Naquela semana, a casa de Renata estava mergulhada num silêncio estranho, quebrado apenas pelo som distante do relógio e pelas visitas rápidas que iam e vinham desde que Carlos sofrera o infarto. Eu estava ali para ajudar no que fosse preciso — café, companhia, qualquer coisa que afastasse o peso da preocupação. Renata parecia grata, mas havia nela algo inquieto, um brilho nervoso no olhar que não combinava apenas com o medo de perder o marido.
Foi João Paulo quem chegou naquela tarde. Primo de Carlos, sempre educado demais, solícito demais. Disse que vinha “fazer companhia”, que Renata não devia ficar sozinha. As palavras eram corretas, mas o corpo dele dizia outra coisa. Eu percebi antes mesmo de querer perceber. O jeito como ele olhava para ela — não era piedade, era fome contida.
Renata tentou manter a compostura, mas havia algo no ar, denso, quente, quase indecente diante da fragilidade de Carlos no hospital. Eu observei tudo do sofá, fingindo folhear uma revista, enquanto os dois se moviam pela casa como se estivessem ensaiando uma dança silenciosa. Um toque rápido no braço, um olhar que demorava um segundo a mais, respirações que não coincidiam por acaso.
João Paulo sempre encontrava uma desculpa para se aproximar. Um copo d’água, um lenço, um comentário sussurrado. E Renata… Renata não recuava. Pelo contrário. O luto antecipado parecia ter aberto nela uma urgência quase desesperada de sentir-se viva, desejada, tocada.

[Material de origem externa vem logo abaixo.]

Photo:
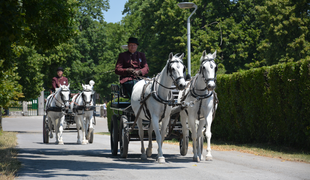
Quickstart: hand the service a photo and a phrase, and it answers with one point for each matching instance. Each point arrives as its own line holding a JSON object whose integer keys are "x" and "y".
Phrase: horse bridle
{"x": 87, "y": 102}
{"x": 61, "y": 97}
{"x": 169, "y": 70}
{"x": 206, "y": 80}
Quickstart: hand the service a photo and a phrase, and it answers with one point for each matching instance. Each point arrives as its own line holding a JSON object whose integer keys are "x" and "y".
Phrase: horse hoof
{"x": 143, "y": 157}
{"x": 209, "y": 158}
{"x": 89, "y": 132}
{"x": 149, "y": 152}
{"x": 196, "y": 159}
{"x": 161, "y": 160}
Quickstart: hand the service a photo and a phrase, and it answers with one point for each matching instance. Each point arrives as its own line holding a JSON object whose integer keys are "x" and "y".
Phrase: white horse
{"x": 201, "y": 91}
{"x": 57, "y": 105}
{"x": 155, "y": 97}
{"x": 82, "y": 106}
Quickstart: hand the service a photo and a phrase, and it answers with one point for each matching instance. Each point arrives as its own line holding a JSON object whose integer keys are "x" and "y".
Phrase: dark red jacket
{"x": 56, "y": 82}
{"x": 127, "y": 60}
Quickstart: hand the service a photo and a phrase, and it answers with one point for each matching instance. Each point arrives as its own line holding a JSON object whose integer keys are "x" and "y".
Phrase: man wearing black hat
{"x": 130, "y": 65}
{"x": 59, "y": 80}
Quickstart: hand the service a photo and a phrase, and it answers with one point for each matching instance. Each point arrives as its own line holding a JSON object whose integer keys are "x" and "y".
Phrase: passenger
{"x": 130, "y": 65}
{"x": 58, "y": 80}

Quando percebi que eu já não era parte da equação, levantei-me devagar. Disse que ia ao quarto descansar um pouco. Não fechei a porta completamente. A curiosidade — ou algo mais sombrio — me manteve alerta.
Ouvi vozes baixas. Depois o silêncio pesado, quebrado apenas por um suspiro que não tinha nada de inocente. Meu coração acelerou quando entendi: João Paulo não estava ali por compaixão. Nunca esteve. Aquela era a oportunidade que ele cultivara em segredo, esperando o momento exato em que a culpa estivesse fraca demais para vencer o desejo.
Quando espreitei pelo corredor, vi os dois muito próximos, corpos inclinados um ao outro como se o mundo tivesse encolhido àquele espaço entre respirações. O beijo aconteceu com uma naturalidade cruel, carregado de tudo o que fora contido por tempo demais. Não havia pressa, mas também não havia arrependimento.
Voltei para o quarto, o corpo quente, a mente em turbilhão. Eu não participei, não interferi, mas vi tudo — e ver, às vezes, é uma forma perigosa de intimidade. Até hoje, quando lembro daquela tarde, não sei dizer se o que senti foi choque… ou excitação.